En dépit de nombreux problèmes qui restent à régler en matière de corruption, d'infrastructures sous-développées et d'insécurité, le Nigeria, premier pays d'Afrique par sa population (170 millions d'habitants) croit à un décollage économique avec un taux de croissance de 7,4 % escompté cette année (le pays est le premier producteur de pétrole d’Afrique). Le Nigeria pourrait même devenir la première économie africaine devant l’Afrique du Sud d’ici à quelques années.

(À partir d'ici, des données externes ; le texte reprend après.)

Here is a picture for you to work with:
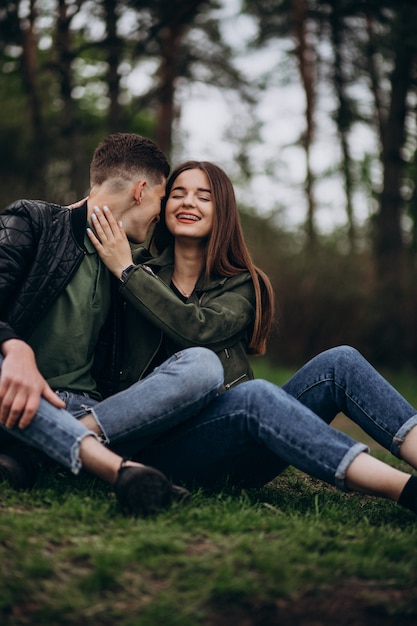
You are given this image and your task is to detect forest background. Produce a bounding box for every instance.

Pour y parvenir, le pays doit notamment s’industrialiser, et le gouvernement nigérian a identifié l’automobile comme l’un des secteurs à exploiter. « Le Nigeria et le Bangladesh sont les seuls pays dans le top 10 mondial par leur population qui ne disposent pas d’une industrie automobile développée. Avec notre population (et une classe moyenne en progression avec 38 millions de personnes) et notre économie actuelle, notre marché automobile potentiel est d'environ un million de véhicules par an. Ceci est plus que suffisant pour soutenir une industrie automobile », explique le gouvernement nigérian dans un document officiel. En 2012, le Nigeria a importé 400 000 véhicules, dont 300 000 modèles d’occasion. Si ce marché se développe, sa localisation sur le continent ouvrira par ailleurs aux industriels un fort potentiel d’exportations régionales en Afrique de l’Ouest et en Afrique Centrale.

Pour relancer son industrie automobile, laissée en friche depuis quelques années, le gouvernement nigérian a donc adopté l’an dernier un plan visant à attirer les constructeurs mondiaux (National Automotive Industry Development Plan). Dans le cadre de ce plan d’une durée de 10 ans (jusqu’en 2024), le Nigeria a relevé à 70 % ses droits de douane sur l’importation de véhicules, contre 20% auparavant. Par ailleurs, le gouvernement a réduit les taxes à l’importation (de 0 à 10 % selon les cas) sur les pièces destinées à être assemblées localement (pour les CKD). Les constructeurs produisant localement bénéficient enfin de droits de douane réduits (à 35 %) pour importer leurs véhicules en attendant que leur production atteigne une cadence suffisante.